Un étudiant qui avait filmé à son insu son compagnon de chambre homosexuel, qui s'était ensuite suicidé, a été condamné lundi 21 mai à trente jours de prison par un juge de New Brunswick (New Jersey), près de New York. Dharun Ravi, 20 ans, avait brièvement filmé à distance avec sa webcam un baiser entre Tyler Clementi, 18 ans, et un ami en septembre 2010. Ayant appris qu'il avait été espionné, le jeune homme s'était suicidé trois jours plus tard. Dharun Ravi, né en Inde, risquait jusqu'à dix ans de prison et une expulsion des Etats-Unis.

Dharun Ravi n'était pas jugé pour une éventuelle incitation au suicide, mais avait été reconnu coupable en mars d'intimidation ciblée (en raison de l'orientation sexuelle de la victime) et d'atteinte à la vie privée. "Je ne vous ai pas entendu vous excuser une seule fois", a déclaré le juge à Dharun Ravi, avant d'annoncer sa condamnation. Il a dénoncé son "insensibilité colossale", mais a ajouté qu'il ne recommandait pas l'expulsion.
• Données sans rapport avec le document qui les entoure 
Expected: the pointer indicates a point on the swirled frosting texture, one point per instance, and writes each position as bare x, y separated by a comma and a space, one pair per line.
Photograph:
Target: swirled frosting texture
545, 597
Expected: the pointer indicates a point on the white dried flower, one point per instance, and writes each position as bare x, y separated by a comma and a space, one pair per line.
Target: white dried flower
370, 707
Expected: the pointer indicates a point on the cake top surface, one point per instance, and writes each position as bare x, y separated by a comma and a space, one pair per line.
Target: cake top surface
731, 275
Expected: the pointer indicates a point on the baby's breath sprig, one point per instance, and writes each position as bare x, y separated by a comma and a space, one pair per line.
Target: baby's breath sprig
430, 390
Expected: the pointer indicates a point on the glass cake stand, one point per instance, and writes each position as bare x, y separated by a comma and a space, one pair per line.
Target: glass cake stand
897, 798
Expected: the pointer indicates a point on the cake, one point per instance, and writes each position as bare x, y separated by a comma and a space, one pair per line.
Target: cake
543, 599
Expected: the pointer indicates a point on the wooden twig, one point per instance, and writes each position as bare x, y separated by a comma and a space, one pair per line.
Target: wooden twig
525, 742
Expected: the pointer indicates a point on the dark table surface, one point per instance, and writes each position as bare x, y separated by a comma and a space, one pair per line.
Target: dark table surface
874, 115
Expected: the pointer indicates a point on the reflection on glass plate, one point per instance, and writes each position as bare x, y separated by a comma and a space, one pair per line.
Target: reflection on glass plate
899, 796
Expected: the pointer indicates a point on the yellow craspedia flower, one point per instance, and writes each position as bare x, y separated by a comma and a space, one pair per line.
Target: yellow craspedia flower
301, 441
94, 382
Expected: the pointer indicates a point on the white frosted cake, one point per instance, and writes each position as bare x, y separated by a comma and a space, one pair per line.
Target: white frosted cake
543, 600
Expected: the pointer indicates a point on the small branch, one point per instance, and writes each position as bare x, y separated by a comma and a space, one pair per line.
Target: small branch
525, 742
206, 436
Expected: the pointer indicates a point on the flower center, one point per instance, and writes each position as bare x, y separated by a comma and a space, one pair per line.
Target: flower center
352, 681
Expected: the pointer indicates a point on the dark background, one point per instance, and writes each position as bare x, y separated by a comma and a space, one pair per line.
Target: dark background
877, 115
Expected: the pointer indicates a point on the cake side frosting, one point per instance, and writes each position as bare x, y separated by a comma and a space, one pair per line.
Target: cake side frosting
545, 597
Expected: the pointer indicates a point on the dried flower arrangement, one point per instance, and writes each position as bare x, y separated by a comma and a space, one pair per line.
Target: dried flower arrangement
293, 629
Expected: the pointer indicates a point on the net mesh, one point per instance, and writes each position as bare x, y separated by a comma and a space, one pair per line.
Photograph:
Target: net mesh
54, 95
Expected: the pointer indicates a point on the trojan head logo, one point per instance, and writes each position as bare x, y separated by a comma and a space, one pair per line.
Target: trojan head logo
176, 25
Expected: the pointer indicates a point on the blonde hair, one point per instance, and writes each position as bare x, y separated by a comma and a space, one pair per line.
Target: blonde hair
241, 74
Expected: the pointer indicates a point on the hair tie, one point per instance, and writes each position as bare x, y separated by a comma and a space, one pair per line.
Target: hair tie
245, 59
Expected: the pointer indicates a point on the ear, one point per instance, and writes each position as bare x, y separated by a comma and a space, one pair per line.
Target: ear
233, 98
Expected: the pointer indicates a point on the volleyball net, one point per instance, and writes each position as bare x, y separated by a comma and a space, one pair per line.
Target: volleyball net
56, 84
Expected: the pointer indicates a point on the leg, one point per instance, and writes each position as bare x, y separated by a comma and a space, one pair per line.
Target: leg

Le magistrat lui a toutefois asséné : "Vous ne pourrez jamais effacer la peine que vous avez causée."

"Ce n'est pas une blague d'enfant"

Après avoir brièvement filmé Tyler Clementi le 19 septembre, Dharun Ravi avait à nouveau essayé deux jours plus tard, invitant des amis à se joindre à lui pour regarder ce qui se passait entre Clementi et son ami. Mais Clementi, alerté par un tweet de son colocataire sur ce qui se tramait, avait débranché la caméra.

L'affaire avait à l'époque fait grand bruit, suscitant la colère de la communauté homosexuelle et provoquant un débat sur le harcèlement électronique. Ces derniers jours, plusieurs représentants de la communauté homosexuelle avaient demandé une peine moins lourde que le maximum prévu par la loi, soulignant que Dharun Ravi n'était pas jugé pour la mort du jeune homosexuel, mais pour l'avoir espionné.

Une peine de dix ans aurait été une "vengeance, dépassant la punition", a estimé après le verdict Steven Goldstein, président de l'organisation de défense des homosexuels du New Jersey "Garden State Equality". "Mais ce n'était pas non plus une blague d'enfant qui aurait mal tourné", a-t-il ajouté, soulignant "l'homophobie" de Dharun Ravi.